Le plus renversant dans tout cela est que ces médias et autres journalistes, qui montent sur leurs grands chevaux, ont vertement pourfendu leurs confrères et consœurs qui pouvaient se permettre de dénoncer par exemple les dérives ethniques et régionalistes de Ousmane Sonko.
Si cela peut nous consoler, ces nouvelles réactions et postures peuvent être le signal que les gens sont en train de se réveiller car «on ne peut pas tromper tout le peuple, tout le temps». Les médias réaliseraient-ils qu’ils ont plus à redouter de Ousmane Sonko que de tout autre acteur politique ? Le mépris ou le dépit est tel qu’il considère que «les réseaux sociaux sont plus importants que les médias».

La Société civile qui lui a tout passé, se retrouve dans sa ligne de mire
D’éminents leaders de la Société civile ont fait des sorties pour flétrir les dernières déclarations de Ousmane Sonko sur la situation au Mali et qui ont suscité la vive réaction des autorités militaires.
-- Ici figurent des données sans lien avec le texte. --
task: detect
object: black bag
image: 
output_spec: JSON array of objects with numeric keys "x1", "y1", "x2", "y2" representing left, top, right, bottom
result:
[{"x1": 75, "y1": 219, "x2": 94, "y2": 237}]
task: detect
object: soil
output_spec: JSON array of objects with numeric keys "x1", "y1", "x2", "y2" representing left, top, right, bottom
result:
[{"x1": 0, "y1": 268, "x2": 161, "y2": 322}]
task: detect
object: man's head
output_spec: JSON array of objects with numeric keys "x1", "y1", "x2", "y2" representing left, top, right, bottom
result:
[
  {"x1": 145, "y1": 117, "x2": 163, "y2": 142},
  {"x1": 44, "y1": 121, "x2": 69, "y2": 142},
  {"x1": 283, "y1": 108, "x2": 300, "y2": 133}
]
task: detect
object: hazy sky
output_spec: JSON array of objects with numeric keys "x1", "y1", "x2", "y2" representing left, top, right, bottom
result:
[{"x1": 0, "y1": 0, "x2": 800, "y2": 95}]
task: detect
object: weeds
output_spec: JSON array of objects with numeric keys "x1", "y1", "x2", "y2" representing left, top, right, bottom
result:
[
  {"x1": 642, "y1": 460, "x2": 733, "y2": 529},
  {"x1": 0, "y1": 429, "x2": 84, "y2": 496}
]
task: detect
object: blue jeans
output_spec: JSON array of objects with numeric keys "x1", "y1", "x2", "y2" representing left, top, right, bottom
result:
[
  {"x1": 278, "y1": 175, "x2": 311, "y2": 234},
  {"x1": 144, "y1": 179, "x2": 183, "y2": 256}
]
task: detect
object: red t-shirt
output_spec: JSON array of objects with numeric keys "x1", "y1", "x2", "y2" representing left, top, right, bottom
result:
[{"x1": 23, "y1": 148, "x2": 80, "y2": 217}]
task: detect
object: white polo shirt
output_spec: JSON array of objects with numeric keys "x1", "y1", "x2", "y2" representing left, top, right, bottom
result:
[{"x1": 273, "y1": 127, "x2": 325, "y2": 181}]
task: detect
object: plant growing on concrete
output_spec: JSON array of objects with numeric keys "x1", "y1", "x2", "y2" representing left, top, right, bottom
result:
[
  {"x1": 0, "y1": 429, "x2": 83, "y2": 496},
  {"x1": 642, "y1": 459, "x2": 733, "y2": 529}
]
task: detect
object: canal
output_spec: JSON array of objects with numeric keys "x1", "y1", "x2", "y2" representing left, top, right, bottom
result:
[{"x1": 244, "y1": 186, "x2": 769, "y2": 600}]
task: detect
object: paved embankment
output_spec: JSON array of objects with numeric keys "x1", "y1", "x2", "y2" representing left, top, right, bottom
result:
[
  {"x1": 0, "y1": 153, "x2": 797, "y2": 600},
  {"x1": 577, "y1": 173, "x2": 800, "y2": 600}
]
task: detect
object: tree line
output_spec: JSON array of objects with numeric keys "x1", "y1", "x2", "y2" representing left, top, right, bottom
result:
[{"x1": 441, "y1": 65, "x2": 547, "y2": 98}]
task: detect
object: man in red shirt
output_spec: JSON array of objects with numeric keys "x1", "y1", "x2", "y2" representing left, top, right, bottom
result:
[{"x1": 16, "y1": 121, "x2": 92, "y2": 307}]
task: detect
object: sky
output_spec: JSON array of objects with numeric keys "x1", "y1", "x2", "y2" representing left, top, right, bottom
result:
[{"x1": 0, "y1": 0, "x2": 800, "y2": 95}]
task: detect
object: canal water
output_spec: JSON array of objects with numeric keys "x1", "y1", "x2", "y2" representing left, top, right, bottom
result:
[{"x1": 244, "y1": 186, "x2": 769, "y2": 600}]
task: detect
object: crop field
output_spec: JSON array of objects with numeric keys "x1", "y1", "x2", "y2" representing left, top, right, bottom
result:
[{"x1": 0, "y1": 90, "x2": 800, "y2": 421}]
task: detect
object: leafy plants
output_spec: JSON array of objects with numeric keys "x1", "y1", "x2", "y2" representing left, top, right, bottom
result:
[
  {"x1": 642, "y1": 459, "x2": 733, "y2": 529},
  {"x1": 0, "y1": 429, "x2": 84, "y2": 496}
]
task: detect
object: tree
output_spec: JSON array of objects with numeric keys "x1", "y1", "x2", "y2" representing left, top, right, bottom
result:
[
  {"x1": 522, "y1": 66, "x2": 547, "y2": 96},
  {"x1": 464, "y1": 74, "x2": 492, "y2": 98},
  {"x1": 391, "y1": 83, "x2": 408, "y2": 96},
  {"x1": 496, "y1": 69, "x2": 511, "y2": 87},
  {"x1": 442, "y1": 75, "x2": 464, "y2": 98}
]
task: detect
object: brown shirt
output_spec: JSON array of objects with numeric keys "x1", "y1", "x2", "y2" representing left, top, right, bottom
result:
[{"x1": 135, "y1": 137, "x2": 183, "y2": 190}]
Viendraient-ils de découvrir que Ousmane Sonko n’a jamais rien respecté ? N’avait-il pas déjà accusé le gouvernement du Sénégal et ses militaires d’épuration ethnique en Casamance sous le prétexte d’opérations de sécurisation ? On s’indigne maintenant que Ousmane Sonko s’en prenne à l’Armée nationale alors qu’il a toujours insulté la Justice, les magistrats, le président de la République, ses collègues députés, la police et la gendarmerie. Jamais cette Société civile effarouchée n’avait trouvé à objecter. Ousmane Sonko a insulté les autorités religieuses et coutumières et joué sur des fibres ethnicistes et régionalistes. Il a préconisé la remise en cause de l’intégrité du territoire national et a poussé le bouchon jusqu’à assumer les revendications de la rébellion armée sous l’égide du Mouvement des forces démocratiques de Casamance (Mfdc), sans fâcher cette Société civile, le moins du monde. Qui ne peut se rappeler l’attitude de Ousmane Sonko devant le meurtre de quatre soldats et la prise d’otage de sept de leurs camarades par des éléments du Mfdc en janvier 2021 ? Ses partisans criaient à un complot fomenté pour justifier une opération militaire en Casamance ! Ousmane Sonko ne se démarquera jamais de cette forfaiture et quand on exigeait des condamnations de cette humiliation à notre Armée nationale et qu’on s’interrogeait sur certains liens troubles avec le Mfdc, ce sont les mêmes personnalités de la Société civile qui nous tançaient, demandant de ne pas mêler l’Armée ou la question casamançaise à ce qu’elles voulaient voir, avec une malhonnêteté déconcertante, comme des offensives politiques contre Ousmane Sonko. On peut s’amuser à relire certains tweets et autres publications, encore que ce sont ces mêmes personnalités qui jouaient aux Vrp de Ousmane Sonko avec le Président de Guinée Bissau, Umaro Sisoco Embalo, pour aider à étouffer l’affaire Adji Sarr. Ce sont les mêmes qui ont aidé à faire la jonction ou raffermir des liens avec des putschistes de Conakry et de Bamako qu’ils applaudissaient du reste en chœur.
Dans une autre posture, cette Société civile, plus d’une fois, a appelé à mettre de côté les lois de la République pour satisfaire aux desiderata de Ousmane Sonko comme l’enterrement de son dossier judiciaire avec la dame Adji Sarr ou encore tordre le cou aux lois électorales pour effacer les propres turpitudes et fautes de Ousmane Sonko et de son camp et leur permettre de participer à des élections. Ainsi, au nom d’une paix civile menacée par Ousmane Sonko, qui n’a de cesse d’appeler, publiquement, à la violence, à l’insurrection et à déloger le président de la République, la Société civile a préconisé en quelque sorte d’appliquer les lois selon la tête du client. Cette même Société civile qui parle de veiller sur le patrimoine foncier de l’Etat, n’a jamais cherché à fouiner dans les innombrables parcelles octroyées à Ousmane Sonko, aux cadres de son parti et pour le financement du syndicat qu’il dirigeait et jusqu’à son actuel parti Pastef. Pourtant, des médias ont publié des titres de propriétés indûment octroyés dans ces opérations de prédation foncière.
Au demeurant, le déchaînement de violences, diatribes et insanités contre les personnalités, qui ont eu le toupet de commettre le crime de lèse-majesté en cherchant à remettre Ousmane Sonko à sa place, leur aura certainement montré qu’ils ont en face d’eux une bande de voyous qui sont dans une position de chercher à braquer la République. La Société civile semble connaître le sort de l’arroseur arrosé.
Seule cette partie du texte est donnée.